Ce bref aperçu historique nous a permis de retracer dans les grandes lignes, et sans entrer dans le détail, les premiers pas de l’Algérie indépendante, ses espoirs, ses heures de gloire, mais aussi ses erreurs. L’histoire nous permet toujours d’éclairer le présent, de le comprendre et de l’expliquer, mais aussi d’entrevoir l’avenir. Il est bien évident que l’actuelle Algérie ne ressemble presque plus à celle des années 1960 et 1970. Malgré les défaillances et les dérives, beaucoup de choses se sont faites (scolarisation massive, bond énorme en espérance de vie, infrastructures en tous genres, etc.).
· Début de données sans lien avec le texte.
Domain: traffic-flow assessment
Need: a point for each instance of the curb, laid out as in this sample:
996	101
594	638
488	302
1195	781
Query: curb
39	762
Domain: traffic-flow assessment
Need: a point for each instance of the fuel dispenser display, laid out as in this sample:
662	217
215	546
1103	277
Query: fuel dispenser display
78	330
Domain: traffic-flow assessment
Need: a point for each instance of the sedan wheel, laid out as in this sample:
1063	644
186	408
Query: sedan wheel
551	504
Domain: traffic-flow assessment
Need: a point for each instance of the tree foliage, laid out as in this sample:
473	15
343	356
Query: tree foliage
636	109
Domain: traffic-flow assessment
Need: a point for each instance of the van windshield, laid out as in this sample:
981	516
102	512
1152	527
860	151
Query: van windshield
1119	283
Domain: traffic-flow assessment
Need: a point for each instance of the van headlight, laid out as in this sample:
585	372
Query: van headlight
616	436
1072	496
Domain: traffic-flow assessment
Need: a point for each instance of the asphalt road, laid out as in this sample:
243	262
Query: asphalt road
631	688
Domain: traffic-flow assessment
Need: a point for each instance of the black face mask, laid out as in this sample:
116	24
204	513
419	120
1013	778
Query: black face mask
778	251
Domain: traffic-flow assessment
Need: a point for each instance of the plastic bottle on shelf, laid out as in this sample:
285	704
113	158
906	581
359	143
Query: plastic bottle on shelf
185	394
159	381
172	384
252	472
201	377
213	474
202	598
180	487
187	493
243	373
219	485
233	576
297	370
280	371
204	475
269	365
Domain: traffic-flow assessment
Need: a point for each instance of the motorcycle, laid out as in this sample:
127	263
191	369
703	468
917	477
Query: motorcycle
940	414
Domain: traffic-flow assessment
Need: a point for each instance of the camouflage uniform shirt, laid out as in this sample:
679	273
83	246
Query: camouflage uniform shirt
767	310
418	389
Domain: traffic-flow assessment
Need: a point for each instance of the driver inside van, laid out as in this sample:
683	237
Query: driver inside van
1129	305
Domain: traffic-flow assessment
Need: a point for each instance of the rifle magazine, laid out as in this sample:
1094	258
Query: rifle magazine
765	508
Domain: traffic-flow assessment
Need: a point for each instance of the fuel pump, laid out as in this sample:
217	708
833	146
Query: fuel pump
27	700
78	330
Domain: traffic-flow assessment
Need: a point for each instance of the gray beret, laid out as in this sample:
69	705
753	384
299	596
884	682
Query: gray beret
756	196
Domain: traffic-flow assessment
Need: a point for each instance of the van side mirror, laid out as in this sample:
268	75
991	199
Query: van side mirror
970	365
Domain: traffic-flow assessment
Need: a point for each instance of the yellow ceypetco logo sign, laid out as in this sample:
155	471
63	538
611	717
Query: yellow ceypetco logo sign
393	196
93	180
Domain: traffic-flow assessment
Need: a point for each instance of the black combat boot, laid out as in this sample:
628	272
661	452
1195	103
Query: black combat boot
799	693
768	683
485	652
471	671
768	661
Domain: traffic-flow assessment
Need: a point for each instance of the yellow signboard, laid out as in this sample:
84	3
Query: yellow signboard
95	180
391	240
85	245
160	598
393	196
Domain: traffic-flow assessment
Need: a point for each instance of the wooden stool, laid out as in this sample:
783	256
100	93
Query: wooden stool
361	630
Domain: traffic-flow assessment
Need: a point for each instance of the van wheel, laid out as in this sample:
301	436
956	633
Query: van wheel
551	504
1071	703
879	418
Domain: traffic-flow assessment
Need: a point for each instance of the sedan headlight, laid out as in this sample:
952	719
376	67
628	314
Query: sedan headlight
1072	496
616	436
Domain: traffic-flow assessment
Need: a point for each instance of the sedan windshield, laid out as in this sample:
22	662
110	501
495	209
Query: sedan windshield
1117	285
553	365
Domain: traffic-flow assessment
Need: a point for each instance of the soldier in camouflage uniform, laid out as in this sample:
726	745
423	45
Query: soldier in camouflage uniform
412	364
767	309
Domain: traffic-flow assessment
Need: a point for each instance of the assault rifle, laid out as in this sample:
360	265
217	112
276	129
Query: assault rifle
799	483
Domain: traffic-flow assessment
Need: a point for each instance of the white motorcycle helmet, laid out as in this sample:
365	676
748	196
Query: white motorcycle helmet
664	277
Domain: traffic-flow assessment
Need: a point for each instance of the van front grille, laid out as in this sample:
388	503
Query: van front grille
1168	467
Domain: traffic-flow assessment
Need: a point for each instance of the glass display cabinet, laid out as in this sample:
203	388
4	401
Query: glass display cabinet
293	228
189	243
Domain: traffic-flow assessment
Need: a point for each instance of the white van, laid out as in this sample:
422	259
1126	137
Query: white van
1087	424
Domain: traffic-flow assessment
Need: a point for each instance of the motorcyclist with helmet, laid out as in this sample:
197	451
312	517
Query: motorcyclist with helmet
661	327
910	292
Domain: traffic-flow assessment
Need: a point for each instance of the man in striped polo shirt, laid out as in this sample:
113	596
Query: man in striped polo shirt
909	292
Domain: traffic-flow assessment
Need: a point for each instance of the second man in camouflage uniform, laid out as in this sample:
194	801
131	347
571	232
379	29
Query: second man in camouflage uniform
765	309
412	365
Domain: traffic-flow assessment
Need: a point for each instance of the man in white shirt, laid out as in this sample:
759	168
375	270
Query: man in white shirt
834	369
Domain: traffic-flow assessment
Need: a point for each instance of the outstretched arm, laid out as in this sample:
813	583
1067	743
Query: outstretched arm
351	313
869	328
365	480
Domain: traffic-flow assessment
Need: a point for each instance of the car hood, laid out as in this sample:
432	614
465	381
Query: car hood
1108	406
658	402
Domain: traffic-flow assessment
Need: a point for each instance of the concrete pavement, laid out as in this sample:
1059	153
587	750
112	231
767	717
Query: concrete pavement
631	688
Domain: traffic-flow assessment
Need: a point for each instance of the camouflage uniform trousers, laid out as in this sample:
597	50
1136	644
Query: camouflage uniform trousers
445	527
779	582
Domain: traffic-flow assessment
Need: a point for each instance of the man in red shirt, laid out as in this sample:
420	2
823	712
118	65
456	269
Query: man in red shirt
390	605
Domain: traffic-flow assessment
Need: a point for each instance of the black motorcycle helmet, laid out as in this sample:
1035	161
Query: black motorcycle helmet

Mais qu’en est-il concrètement ? Comment et pourquoi un pays qui s’est construit sur l’idée d’égalité, d’émancipation sociale, de dignité et de justice sociale se retrouve de nouveau à la croisée des chemins ? Les conséquences de la politique de l’infitatah (ouverture) amorcée durant les années 1980, que beaucoup nous ont présentée comme étant une évolution vers la «démocratie», n’est-elle pas finalement une grande régression ? L’Algérie et sa population ont certes changé, mais les aspirations à l’égalité et la dignité sont toujours aussi présentes dans les consciences des travailleurs et des couches populaires.
1980-1988, révolution ou contre révolution ?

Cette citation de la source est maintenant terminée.